In Legends of Windemere, people are introduced to one who we could consider the female lead. Nyx debuts in the second book (Prodigy of Rainbow Tower) for a few reasons. One is that she is a caster (Windemere term for wizard), so she wouldn’t be found in a warrior academy where the first book took place. Also, this allowed me to have Luke Callindor and Nyx debut without overshadowing each other. He is already established and now I can have her enter the adventure. Little did I realize, Nyx would be a bigger catalyst than any of the other heroes.
Nyx talks to Luke about being raised to fight an approaching evil and he promises to help her in her destiny. This officially puts him on the overarching story line path and she tends to be the one who connects the other heroes as well. She is childhood friends with Sari, a love interest for Delvin, partnered with Timoran, and the first to work closely with Dariana. If Luke Callindor is the courage of the champions then Nyx is the core because everyone connects to her. She also stands out as being the only one who has been aware of her destiny and trained from a young age to fight Baron Kernaghan. Even Dariana, who has lived for centuries, had a long time before she discovered her true calling. This awareness has been the driving force for Nyx, which opened her up to a story that is fairly unique among the champions.
You can see that all of the heroes have plans for after the final battle, except for Nyx who was raised to only think about that moment. Part of her evolution is discovering the possibility that she will live and needs some kind of future. Her initial fear of letting people get close, except for Luke and Sari acting like siblings, is most evident in how she reacts to Delvin’s comments. He compliments her in an attempt to be charming since he really likes her, but she responds either with mild violence, silence, or any number of resistant actions. Yet, it’s made clear that it isn’t that she isn’t interested, but that she doesn’t know what to do. Her own feelings are alien and uncomfortable since they don’t connect to her destiny. This is where she matures from the short-fused caster to a more mild tempered maternal figure. Not only with Delvin too, which you can see by how she refers to the other champions:
- Luke Callindor is her little brother.
- Sari is her little sister.
- Timoran Wrath is her big brother.
- Dariana is her big sister.
- Delvin is . . . Delvin because calling him a brother would be weird.

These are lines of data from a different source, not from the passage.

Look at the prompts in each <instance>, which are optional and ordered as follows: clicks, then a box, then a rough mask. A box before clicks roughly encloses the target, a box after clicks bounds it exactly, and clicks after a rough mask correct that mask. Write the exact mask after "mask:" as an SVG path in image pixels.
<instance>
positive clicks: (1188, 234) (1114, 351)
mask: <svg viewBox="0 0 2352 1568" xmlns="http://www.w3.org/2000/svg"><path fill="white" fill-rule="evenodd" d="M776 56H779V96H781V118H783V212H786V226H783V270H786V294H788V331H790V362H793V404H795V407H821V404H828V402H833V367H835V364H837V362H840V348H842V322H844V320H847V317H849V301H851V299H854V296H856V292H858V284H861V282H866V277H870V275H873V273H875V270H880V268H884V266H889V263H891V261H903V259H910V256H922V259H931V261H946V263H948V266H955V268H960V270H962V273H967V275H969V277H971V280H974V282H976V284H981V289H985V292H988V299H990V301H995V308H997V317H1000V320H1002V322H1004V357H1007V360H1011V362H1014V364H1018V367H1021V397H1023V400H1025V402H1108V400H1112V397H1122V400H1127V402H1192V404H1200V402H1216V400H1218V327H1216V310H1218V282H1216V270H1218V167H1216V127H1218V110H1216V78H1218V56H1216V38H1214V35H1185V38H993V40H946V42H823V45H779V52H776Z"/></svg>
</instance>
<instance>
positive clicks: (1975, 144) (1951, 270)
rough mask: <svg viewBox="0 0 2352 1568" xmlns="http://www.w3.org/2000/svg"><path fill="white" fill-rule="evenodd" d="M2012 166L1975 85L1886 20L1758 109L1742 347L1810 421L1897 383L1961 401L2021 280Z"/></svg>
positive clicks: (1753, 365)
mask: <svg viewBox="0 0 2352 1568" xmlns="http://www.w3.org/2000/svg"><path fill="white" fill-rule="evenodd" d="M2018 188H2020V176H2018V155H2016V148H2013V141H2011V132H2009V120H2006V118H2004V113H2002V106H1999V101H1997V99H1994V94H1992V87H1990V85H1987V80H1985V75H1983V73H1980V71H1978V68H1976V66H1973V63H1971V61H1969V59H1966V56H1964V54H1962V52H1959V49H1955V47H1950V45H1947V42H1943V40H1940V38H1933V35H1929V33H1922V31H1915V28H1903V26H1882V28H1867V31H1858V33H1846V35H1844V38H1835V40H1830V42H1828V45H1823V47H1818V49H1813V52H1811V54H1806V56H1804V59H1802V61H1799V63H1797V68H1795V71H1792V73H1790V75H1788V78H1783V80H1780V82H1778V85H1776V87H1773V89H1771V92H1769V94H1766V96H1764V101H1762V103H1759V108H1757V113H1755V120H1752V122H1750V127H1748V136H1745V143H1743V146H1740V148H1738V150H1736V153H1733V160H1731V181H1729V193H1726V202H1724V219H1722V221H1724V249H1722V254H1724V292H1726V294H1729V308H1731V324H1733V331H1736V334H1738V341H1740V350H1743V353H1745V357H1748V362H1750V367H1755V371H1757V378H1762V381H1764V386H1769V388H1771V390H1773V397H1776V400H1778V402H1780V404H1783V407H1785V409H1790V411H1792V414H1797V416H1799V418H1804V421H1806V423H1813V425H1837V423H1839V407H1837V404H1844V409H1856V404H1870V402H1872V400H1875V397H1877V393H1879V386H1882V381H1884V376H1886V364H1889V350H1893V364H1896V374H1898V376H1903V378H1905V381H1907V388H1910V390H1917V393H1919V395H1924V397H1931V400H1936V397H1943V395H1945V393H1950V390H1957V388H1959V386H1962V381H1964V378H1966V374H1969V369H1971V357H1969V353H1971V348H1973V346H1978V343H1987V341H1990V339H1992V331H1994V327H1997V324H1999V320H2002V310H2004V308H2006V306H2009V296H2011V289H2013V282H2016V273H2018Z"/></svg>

For those that don’t know her origin, Nyx’s hometown was burned to the ground by demons when she was a small child. Her father had already been killed before she was born and her mother died in the fire. So, she was raised by Cyril and Willow, who are two of the most powerful casters in Windemere. While they acted as her parents, they had more of a teacher role in her mind. She considers them family, but there is a block in her mind that makes her yearn for a lot of connections. This goes against her instinct to keep people at a distance because her ‘inevitable’ (in her mind) death would make them sad. Yet, she creates a surrogate family from the champions and many of the friends that they make along the way. Kira Grasdon, Fizzle, Aedyn Karwyn, Fritz Warrenberg, and the rest of the supporting cast fall into her non-blood related family tree. So, Nyx’s growth is more a social one than a physical one.
I mentioned last week that Luke Callindor has a champion core of courage. Nyx is defiance/willpower/determination because she is a character who does not give up. Many times, she will be beaten into the ground and she gets up for more as long as she isn’t unconscious. Her allies attain a similar level of determination when they are with her and she takes strength from their presence. This makes her the most powerful of the champions too. Being a channeler is a big boost in itself since it means she can absorb magic and cast any spell that she can imagine. Once you add a lot of stamina and willpower, she can edge out the immortal Dariana. Although, it could be a tie there because Nyx doesn’t have a clear answer for psychic powers.
To be honest, Nyx is a difficult character to write about. Long ago, I played Luke Callindor in my first college Dungeons & Dragons game. A girl joined in the second semester to play her first game ever and created Nyx. She would charge into battle without a second thought and promptly get knocked out. Her spells were never at the same level as those in the book, so there is a world of difference between the two versions. That makes it a little easier, but the girl is still my ex-wife and the game is still where we met. Yeah, not the greatest thing to mention on this post, but this is a look behind the curtain. I can still write Nyx, but there are difficult memories attached to her. One of the reasons I can use her without much of a problem is because she never became an item with Luke Callindor, so art didn’t come close to mimicking life. Let this be a lesson to other authors. Be careful who you use for inspiration and try to find some separation between fiction and reality in case things go askew.